If you’re appreciating, or will someday appreciate, the delicious, life-enriching absurdity of it all, and you’re also a bit terrified, but so far, everything has gone 100% according to the plan you created before you set out, sorry, it’s not an adventure yet – but I sincerely hope things are about to go tits-up for you, because you’ve worked hard and you deserve it.
And if you’re doing something entertainingly daft and things are going hilariously wrong but you’re not actually afraid? Well, you’re a wuss. You’re not even trying. So scale up the challenge until your bowels turn to water and your knees tremble: that’s the sign you’re on the cusp of a good, solid adventure.
OK, back to the railway lines.
How does this rank, this thing I’m doing next week? Let’s see:
- Am I afraid? Yes. A bit. This walk next week will involve three days of covering 25 miles a day on foot, and I’m currently only fit enough to cover maybe 15 miles without really starting to suffer. This walk feels physically beyond me. I’m doing it anyway, to find out if I’m right or not. That’s what adventurers would do, so I’m going to pretend I’m one as well. I’m dreading doing it.

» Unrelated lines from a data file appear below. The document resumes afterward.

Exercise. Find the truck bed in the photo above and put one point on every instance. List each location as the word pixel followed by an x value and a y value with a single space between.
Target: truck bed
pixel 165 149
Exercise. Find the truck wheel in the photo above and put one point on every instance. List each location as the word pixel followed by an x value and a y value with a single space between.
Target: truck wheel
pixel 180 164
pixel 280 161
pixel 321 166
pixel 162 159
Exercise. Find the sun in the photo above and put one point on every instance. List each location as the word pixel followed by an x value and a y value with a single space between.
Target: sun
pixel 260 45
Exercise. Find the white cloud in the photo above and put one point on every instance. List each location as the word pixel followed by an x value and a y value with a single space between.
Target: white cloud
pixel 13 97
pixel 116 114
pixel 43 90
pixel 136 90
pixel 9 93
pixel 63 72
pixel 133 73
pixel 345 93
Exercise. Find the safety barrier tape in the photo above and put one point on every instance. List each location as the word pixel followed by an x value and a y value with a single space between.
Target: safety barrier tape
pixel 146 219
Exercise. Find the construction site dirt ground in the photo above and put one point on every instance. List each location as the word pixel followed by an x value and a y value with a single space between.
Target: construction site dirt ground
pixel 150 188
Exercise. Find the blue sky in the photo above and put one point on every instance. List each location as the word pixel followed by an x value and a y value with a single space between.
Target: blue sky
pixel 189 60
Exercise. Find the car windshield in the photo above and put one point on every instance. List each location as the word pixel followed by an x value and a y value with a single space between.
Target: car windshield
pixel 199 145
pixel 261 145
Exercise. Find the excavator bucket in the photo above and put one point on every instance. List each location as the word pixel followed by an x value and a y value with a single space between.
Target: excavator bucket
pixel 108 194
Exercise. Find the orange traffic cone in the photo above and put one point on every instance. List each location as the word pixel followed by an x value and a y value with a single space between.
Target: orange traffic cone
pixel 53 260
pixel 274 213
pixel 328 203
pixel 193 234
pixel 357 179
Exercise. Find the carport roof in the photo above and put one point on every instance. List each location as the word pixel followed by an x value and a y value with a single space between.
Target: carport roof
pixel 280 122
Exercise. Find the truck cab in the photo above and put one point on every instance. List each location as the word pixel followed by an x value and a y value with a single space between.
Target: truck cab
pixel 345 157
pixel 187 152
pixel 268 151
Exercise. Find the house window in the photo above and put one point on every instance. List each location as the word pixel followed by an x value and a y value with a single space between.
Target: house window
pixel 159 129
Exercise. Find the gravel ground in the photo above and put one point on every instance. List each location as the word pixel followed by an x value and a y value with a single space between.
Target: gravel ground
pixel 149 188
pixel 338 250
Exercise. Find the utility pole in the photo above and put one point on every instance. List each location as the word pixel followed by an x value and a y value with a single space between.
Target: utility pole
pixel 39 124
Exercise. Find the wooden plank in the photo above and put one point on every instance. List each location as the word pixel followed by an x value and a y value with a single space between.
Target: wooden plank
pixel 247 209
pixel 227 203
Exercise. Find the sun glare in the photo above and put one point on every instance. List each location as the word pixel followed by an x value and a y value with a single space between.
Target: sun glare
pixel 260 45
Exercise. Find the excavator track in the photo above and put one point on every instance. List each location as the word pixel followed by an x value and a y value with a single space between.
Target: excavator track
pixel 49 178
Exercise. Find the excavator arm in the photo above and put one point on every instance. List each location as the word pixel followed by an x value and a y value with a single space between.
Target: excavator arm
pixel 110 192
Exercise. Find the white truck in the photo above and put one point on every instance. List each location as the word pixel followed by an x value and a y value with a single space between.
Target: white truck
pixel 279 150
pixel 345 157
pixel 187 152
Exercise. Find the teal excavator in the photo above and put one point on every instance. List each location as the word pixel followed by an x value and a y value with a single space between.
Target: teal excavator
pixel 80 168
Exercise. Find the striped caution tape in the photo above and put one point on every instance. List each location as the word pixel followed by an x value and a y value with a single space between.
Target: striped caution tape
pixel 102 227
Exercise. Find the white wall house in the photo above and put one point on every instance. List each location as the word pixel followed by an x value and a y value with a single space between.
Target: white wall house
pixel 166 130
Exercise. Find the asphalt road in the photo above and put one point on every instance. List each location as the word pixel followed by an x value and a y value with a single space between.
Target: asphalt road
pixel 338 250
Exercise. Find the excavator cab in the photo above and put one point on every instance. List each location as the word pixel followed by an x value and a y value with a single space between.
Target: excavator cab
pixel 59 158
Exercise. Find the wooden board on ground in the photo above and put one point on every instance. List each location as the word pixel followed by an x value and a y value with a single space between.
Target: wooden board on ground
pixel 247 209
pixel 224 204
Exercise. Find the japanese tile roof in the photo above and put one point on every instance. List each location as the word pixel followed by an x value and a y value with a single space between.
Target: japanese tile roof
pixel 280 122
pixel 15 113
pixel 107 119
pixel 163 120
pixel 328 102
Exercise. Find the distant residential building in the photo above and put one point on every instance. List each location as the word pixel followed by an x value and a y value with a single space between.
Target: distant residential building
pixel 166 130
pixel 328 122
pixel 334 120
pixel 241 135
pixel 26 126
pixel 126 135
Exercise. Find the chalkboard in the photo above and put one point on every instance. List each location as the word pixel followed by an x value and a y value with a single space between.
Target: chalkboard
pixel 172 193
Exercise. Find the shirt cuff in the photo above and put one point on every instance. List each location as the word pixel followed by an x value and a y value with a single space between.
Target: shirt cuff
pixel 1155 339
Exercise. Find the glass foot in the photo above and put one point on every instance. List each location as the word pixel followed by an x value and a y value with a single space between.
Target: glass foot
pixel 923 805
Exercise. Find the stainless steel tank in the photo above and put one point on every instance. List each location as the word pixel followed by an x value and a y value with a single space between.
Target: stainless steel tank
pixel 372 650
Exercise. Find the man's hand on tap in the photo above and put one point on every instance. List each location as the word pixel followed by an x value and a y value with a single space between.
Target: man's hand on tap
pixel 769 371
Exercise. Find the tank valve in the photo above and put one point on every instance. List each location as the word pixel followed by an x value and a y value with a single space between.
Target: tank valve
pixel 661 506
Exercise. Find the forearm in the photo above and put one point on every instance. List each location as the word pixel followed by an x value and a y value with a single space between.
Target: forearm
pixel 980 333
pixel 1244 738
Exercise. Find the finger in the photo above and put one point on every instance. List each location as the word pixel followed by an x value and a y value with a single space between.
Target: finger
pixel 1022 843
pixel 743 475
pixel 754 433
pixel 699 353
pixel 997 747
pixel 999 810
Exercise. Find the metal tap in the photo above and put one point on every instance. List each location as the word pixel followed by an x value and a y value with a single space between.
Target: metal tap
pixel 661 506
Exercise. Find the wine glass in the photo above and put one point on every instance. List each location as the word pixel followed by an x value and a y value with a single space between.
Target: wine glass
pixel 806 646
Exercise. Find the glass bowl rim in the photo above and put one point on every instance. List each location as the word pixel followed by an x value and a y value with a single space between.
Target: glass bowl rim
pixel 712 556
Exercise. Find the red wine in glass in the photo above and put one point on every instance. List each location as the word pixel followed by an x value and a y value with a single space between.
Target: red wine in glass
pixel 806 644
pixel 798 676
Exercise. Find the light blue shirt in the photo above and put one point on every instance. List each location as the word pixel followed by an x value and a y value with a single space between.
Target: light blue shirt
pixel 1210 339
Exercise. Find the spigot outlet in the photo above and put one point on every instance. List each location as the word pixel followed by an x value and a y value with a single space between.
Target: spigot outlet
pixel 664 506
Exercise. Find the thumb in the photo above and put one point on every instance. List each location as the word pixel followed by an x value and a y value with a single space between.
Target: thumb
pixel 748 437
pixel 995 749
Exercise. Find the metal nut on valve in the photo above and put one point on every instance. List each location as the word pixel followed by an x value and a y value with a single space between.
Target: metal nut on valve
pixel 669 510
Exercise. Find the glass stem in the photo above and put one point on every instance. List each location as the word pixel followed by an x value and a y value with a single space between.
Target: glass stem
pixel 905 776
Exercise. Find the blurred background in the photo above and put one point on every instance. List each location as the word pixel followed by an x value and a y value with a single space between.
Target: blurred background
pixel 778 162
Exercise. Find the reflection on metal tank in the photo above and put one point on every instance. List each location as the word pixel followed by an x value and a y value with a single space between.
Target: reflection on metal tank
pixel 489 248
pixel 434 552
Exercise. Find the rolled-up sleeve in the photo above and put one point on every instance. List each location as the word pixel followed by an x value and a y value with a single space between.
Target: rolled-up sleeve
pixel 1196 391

- Is it stupid? Pretty stupid, yes. I’m sleeping in a variety of absurd places in my bivvy bag, so it’s my first microadventure of the year, and the temperature’s only a few degrees above freezing. (I’ve experienced worse, thankfully). One of my sleeping-spots is on the outskirts of Hull. I’m sleeping outside, in Hull. That fulfils all sorts of other definitions of stupid (and afraid). But I have a plan for keeping safe.
- Will it go to plan? Regarding sleeping outside in Hull, yes, yes I hope that part goes exactly to plan, even if that means I miss my chance of having an adventure during that bit. But away from Hull, as I haul my weary bones up the Trans-Pennine Way all the way up to York, I’m open to as much creative misadventure as possible. I will gladly take it on the chin so I can blog about it later. Fate, I am a blank canvas. Paint your misery all over me.
So no, it’s not an adventure yet.
But hopefully, it might turn out to be one.